El chico quedó pálido por lo que le acababan de decir y eso que él era moreno, ese momento entendí que era la primera vez que ese niño veía a su padre, de repente observe que en el hombro derecho del sujeto apareció una mano que lo hizo girar y bruscamente y como por arte de magia ese hombre salió volando por los aires cuál pedazo de papel inservible, la mamá de este niño inexplicablemente apareció, como toda buena mamá protectora, lo tomó del cuello y con palabras malsonantes lo empezó a tratar y lo demás fue una terapia antiestrés para la señora, porque con semejante tunda que le dio al tipo seguramente ella quedó relajada o tal vez más enfurecida.




Aún recuerdo todavía a aquel niño y lo traumático que fue esa escena, supe que esa señora ese mismo día que sucedió todo, se fue a España, luego me enteré que había sufrido el robo de una suma grande de dinero que se prestó del banco, iba a destinar ese dinero para el negocio que tenía, pero como ya no había dinero, pues tomó la mejor decisión para pagar la deuda que adquirió, aquel niño a sus casi 14 años creció solo, no tomo buenas decisiones, cayó en muchos vicios, pero lo bueno es que supo salir de cada uno, entró a la U, luego se casó y dicen que está ansioso por tener un hijo o hija, quiere regalarle un nieto a su madre.

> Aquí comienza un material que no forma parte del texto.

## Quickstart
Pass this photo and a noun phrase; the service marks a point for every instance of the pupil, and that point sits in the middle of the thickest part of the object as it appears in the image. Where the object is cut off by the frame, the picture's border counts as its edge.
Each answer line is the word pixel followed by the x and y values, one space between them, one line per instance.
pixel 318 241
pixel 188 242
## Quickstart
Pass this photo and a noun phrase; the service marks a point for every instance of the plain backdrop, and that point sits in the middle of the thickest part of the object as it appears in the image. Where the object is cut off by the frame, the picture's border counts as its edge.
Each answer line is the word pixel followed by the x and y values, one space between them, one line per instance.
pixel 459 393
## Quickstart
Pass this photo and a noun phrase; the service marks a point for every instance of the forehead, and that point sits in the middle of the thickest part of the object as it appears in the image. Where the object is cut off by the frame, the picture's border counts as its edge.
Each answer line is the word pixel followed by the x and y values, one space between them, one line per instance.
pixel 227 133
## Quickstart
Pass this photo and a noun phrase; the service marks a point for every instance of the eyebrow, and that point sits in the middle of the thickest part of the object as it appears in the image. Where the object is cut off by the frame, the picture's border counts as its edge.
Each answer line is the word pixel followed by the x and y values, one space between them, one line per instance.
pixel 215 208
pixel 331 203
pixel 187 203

Ah, por cierto, olvidaba mencionar un pequeñísimo detalle que no dije al inicio, esa mujer que sometió a ese tipo se llama Lourdes y es mi primer amor, mi madre y ese niño que no supo ese momento que estaba pasando, pues está de más decir quién es, pero por si acaso soy yo. Y si tal vez no fui muy claro, esa fue la primera vez que conocí a Fernando, lo llamo por su nombre, y hasta la fecha no creo que se merezca que lo llame papá, tal vez puede sonar esto a que tengo cierto rencor guardado, pero lo cierto es que no, hace bastante tiempo lo perdone, hemos intentado recuperar el tiempo, pero algunas ya no vuelven a ser las mismas, no le deseo el mal, a pesar de que muchas cosas pasaron después de aquel fatídico día. Aquel día donde lo perdí todo.